Today brought an announcement that Safaricom’s M-Pesa customers in Kenya would now be able to send and receive payments with mobile money customers of Vodacom in Tanzania – enabling true cross border payments to take place between mobile companies in the two countries.
A sample transaction today shows how it works:
Assumptions
- The (mean) Central bank rate today was 1 Kshs = TZS 20.17
- M-pesa transfer cost in Kenya for Kshs 100 to 500 is Kshs 11 to a registered customer versus Kshs 44 to an unregistered customer.

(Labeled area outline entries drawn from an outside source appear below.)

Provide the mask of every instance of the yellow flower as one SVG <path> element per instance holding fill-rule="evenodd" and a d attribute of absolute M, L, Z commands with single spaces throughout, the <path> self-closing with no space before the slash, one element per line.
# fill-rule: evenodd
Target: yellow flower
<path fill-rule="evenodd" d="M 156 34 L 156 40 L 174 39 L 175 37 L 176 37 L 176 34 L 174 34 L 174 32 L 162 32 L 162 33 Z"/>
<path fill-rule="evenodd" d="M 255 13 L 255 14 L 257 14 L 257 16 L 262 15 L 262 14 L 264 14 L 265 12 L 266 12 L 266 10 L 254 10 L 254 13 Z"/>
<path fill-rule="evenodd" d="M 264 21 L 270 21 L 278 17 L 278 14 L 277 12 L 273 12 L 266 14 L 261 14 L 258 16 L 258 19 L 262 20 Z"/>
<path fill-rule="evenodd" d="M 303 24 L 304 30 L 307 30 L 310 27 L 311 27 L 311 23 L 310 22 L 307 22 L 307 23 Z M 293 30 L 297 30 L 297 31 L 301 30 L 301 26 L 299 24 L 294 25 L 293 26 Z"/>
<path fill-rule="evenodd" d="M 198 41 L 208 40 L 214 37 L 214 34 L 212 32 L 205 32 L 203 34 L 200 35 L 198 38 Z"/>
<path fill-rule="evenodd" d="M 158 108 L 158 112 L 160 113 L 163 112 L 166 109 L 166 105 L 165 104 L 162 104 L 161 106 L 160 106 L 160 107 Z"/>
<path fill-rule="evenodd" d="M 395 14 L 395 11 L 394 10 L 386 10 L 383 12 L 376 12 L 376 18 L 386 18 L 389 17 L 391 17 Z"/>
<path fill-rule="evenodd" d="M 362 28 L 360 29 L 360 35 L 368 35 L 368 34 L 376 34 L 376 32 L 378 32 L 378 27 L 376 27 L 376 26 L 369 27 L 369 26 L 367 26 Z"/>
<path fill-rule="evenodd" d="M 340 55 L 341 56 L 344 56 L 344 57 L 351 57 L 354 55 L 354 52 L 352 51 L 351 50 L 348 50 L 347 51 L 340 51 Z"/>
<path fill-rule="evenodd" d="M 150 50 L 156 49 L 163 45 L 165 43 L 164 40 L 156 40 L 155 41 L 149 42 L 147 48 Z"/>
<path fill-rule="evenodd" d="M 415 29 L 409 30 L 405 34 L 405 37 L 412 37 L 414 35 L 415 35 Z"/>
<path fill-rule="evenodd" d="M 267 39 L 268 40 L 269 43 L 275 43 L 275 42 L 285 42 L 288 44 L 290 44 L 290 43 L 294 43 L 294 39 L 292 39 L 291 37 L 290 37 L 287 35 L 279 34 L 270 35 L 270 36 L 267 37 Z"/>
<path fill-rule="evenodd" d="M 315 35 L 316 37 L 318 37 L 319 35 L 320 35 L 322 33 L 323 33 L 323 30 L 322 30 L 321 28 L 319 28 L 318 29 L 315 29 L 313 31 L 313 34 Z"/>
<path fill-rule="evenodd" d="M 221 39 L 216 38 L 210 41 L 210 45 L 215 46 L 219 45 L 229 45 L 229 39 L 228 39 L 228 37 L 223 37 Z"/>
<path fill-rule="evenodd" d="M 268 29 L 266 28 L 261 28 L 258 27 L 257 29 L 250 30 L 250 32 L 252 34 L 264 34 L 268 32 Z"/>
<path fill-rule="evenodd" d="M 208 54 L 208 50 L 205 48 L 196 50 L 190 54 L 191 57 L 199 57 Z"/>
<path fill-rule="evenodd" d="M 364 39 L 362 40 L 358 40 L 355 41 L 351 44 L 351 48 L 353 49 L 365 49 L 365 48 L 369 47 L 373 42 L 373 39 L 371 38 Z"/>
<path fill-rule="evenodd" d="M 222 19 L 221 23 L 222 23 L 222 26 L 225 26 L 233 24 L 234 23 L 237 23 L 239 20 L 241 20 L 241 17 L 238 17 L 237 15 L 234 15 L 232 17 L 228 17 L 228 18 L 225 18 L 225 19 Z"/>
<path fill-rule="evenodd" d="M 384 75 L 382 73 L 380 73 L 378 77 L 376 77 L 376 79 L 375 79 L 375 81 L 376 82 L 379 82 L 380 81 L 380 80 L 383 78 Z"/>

- Initial theory that the charged would be for unregistered were proved to be wrong in an experiment
Sending Mpesa from Kenya to Tanzania
- Sent Kshs 300
- Charge Kshs 11 (about 4%)
- Exchange rate 20.17
- Recipient got Tzs 5,757
Sending Mpesa from Tanzania to Kenya
- Sent Tzs 5,000
- Charge (assume 4%) Tzs 200
- Exchange rate 20.17
- Recipient gets Kshs 236
The transactions takes a few minutes to effect, but they actually work and it seems, for now, that there’s very little margin being made on the exchange rate, while the remittance / transaction charges are in line with in-country transactions.
This comes a few weeks after Tanzania enabled cross network mobile payments, which were endorsed by their main mobile money companies – Tigo (Milicom), Airtel, Zantel and Vodacom.